Panetta Raked in Cash for Speeches

Leon Panetta saw a lot during his years in Congress and the Clinton White House, and forms released Tuesday show that people are willing to pay a lot to hear him talk about his experiences.

Panetta, whose nomination to be CIA director will go before the Senate Intelligence Committee Thursday afternoon, last year earned $250,000 on the speaking circuit and another $790,000 in fees from consulting fees and board directorships, according to a disclosure statement he filed with Office of Government Ethics.

In all, Panetta, who developed a reputation as a bipartisan policy and budget expert in government, reported earning more than $1.2 million last year from various private sector activities and investments.

Economic meltdown victims Merrill Lynch paid him $56,000 for a pair of talks – one of which came after Bank of America had moved to buy the struggling financial services firm. Wachovia also paid for Panetta talks, as did the defense firm Carlyle Group.

The Pacific Maritime Association paid him $60,000 as “governmental adviser,” which an Obama aide said was for advice on port security issues, not for lobbying.

Panetta, who reported assets worth between $1.5 million and $3.7 million, served on a hodgepodge of high-powered corporate boards last year, including international energy giant BP Corporation (which paid him $125,000 last year) and public relations behemoth Fleishman Hilliard ($120,000).

He also sat on the boards of two insurance companies: Blue Shield of California, which paid him $93,000 and Zenith National Insurance, which paid $170,000 and in which he owns as much as $350,000 in stock. And he pulled down $11,500 for being a director of Corinthian Colleges, a chain of colleges accused of misleading students.

But perhaps his highest profile role since he ended his tenure as President Clinton’s chief of staff in 1997 was as co-director of the Leon & Sylvia Panetta Institute for Public Policy. Panetta and his wife Sylvia founded the non-profit think tank in 1998 near their home on California’s Central Coast, but neither reported receiving any income from it.

Sylvia Panetta’s salary comes from a company called Leon Panetta & Associates, according to the financial disclosure report. Her husband reported receiving consulting fees of $150,000 from the chancellor’s office at California State University, which houses the institute at the school’s Monterey Bay campus.

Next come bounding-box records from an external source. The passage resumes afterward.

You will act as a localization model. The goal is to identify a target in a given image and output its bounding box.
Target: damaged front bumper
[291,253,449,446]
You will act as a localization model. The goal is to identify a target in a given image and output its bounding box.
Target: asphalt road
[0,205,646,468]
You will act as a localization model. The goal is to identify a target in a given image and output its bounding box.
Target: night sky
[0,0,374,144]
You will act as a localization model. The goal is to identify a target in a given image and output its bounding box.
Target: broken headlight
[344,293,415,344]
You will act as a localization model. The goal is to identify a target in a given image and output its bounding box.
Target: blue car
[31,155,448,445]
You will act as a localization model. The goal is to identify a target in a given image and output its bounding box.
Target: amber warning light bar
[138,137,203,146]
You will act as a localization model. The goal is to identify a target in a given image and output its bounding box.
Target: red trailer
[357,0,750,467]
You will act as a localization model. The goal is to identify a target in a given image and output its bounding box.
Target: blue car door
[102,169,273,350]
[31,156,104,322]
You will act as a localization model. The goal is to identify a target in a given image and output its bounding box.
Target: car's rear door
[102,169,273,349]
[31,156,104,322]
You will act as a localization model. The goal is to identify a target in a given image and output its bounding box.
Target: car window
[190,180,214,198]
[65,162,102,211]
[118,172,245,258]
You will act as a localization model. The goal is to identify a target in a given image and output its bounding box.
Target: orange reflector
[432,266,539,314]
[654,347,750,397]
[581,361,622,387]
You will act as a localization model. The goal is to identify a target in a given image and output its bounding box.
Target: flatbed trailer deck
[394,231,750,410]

Panetta represented the Central Coast in the U.S. House for 16 years. And he maintained financial ties to the area, including a share Monterey office building worth as much as $250,000. He also reported earning $50,000 as a professor at his alma mater, Santa Clara University, and a total of $20,000 for directorships with the Commonwealth Club, a California public affairs nonprofit, and the association representing the inns of Monterey.